Also keine ideale Kunstwelt? Und auch keine postdramatische Auflösung? Theater, das konkret mit dem Alltag großstädtischer Mitteleuropäer_innen zu tun hat?
“Wer den Titel liest beginnt von selbst zu assoziieren, das ist verblüffend. Mit den drei einfachen Worten baut sich jede_r eine eigene Geschichte. Es gibt ein Bedürfnis nach runden Geschichten. Man will, dass die drei Worte gemeinsam eine Geschichte ergeben.”

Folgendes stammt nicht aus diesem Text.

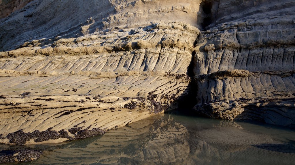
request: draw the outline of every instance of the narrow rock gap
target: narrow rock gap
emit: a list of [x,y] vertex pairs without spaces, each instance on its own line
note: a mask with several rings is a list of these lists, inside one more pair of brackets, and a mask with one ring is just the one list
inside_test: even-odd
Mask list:
[[206,27],[212,23],[211,20],[212,5],[212,2],[211,1],[204,1],[201,3],[200,9],[201,9],[204,14],[201,25],[203,31],[206,30]]

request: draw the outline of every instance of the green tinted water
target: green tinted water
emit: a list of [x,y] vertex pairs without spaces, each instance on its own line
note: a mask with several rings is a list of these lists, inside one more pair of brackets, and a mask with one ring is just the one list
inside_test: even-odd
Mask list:
[[168,114],[101,136],[36,147],[47,151],[16,164],[295,164],[294,129]]

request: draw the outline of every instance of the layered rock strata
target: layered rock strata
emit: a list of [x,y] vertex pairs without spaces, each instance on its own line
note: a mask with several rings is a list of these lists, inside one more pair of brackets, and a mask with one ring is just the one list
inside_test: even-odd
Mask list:
[[[61,22],[50,17],[51,4],[61,10],[76,4],[82,13],[74,21]],[[34,1],[2,20],[1,37],[7,42],[1,48],[8,51],[0,53],[0,142],[78,139],[177,108],[189,94],[187,73],[200,31],[189,24],[198,7],[186,7],[191,4]],[[87,5],[92,11],[80,8]],[[154,5],[163,15],[153,20],[158,11],[144,6]],[[62,10],[55,14],[68,16]],[[36,22],[22,20],[24,12],[32,13],[30,18]],[[171,20],[170,13],[188,19]],[[147,14],[142,22],[137,19],[141,13]],[[164,18],[170,18],[160,21]],[[45,18],[53,24],[44,29]],[[72,24],[81,20],[86,24]],[[10,24],[16,21],[17,27]],[[34,28],[26,28],[31,24]],[[62,35],[58,28],[63,29]],[[7,39],[18,33],[17,41]],[[28,36],[35,38],[28,41]]]
[[194,59],[195,110],[294,127],[294,1],[207,2]]

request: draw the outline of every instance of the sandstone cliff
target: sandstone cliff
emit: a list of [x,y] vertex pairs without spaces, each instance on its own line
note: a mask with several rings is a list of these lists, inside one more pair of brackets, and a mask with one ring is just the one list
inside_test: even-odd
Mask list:
[[294,127],[294,5],[33,1],[0,20],[0,142],[101,134],[182,103]]

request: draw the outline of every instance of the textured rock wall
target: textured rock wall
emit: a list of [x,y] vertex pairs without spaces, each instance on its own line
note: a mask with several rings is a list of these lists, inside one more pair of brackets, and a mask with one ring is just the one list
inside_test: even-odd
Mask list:
[[207,116],[294,126],[294,1],[210,4],[211,24],[195,49],[195,109]]
[[0,19],[24,7],[32,0],[0,0]]
[[79,139],[185,105],[200,1],[34,1],[2,20],[0,142]]

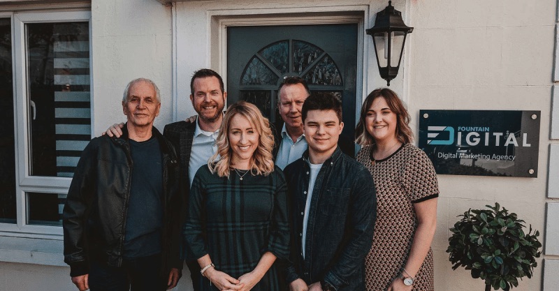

Wenig später sitze ich im ausverkauften Publikumsbereich des Volx/Margareten. Auf der Bühne rutschen in Schwarz-Weiß-Silber Darsteller_innen aus dem Ensemble des Volkstheaters und Studierende des Reinhardt Seminars ein Förderband herunter. Menschen als Gegenstände, Gegenstände als Menschen ist offensichtlich die Regieidee. Die Sprache ist erfrischend klar, verständlich und am mir bekannten Alltag orientiert. Man sollte diesen Stil nicht so konterkarieren durch postdramatische Kunststaffetten, denk ich mir, während ich etwas geplättet von der zeitweisen Langatmigkeit des Bühnengeschehens über das Theater an sich nachdenke anstatt dem zu folgen, was sich vor mir auf der Bühne abspielt. Irgendwie hätte ich in der Inszenierung von Wipplingers Text gerne alles schneller.
Persönliches Fazit: Ich mag Wipplingers feines Talent für Alltagskomik und freue mich, dass er den Mut besitzt, sich einer sehr zugänglichen Sprache zu bedienen. Carolin Knab besitzt ein wahnsinnig tolles komisches Talent. Ganz allgemein schien die Regie Holle Münsters etwas ratlos diesem Text gegenüber zu stehen, das würde ich Holle Münster gern noch fragen. Ich hoffe, dass man bald eine Regieform findet, die diesen Text passender umsetzen kann. – Oder wie haben Sie das gesehen? Haben Sie das gesehen?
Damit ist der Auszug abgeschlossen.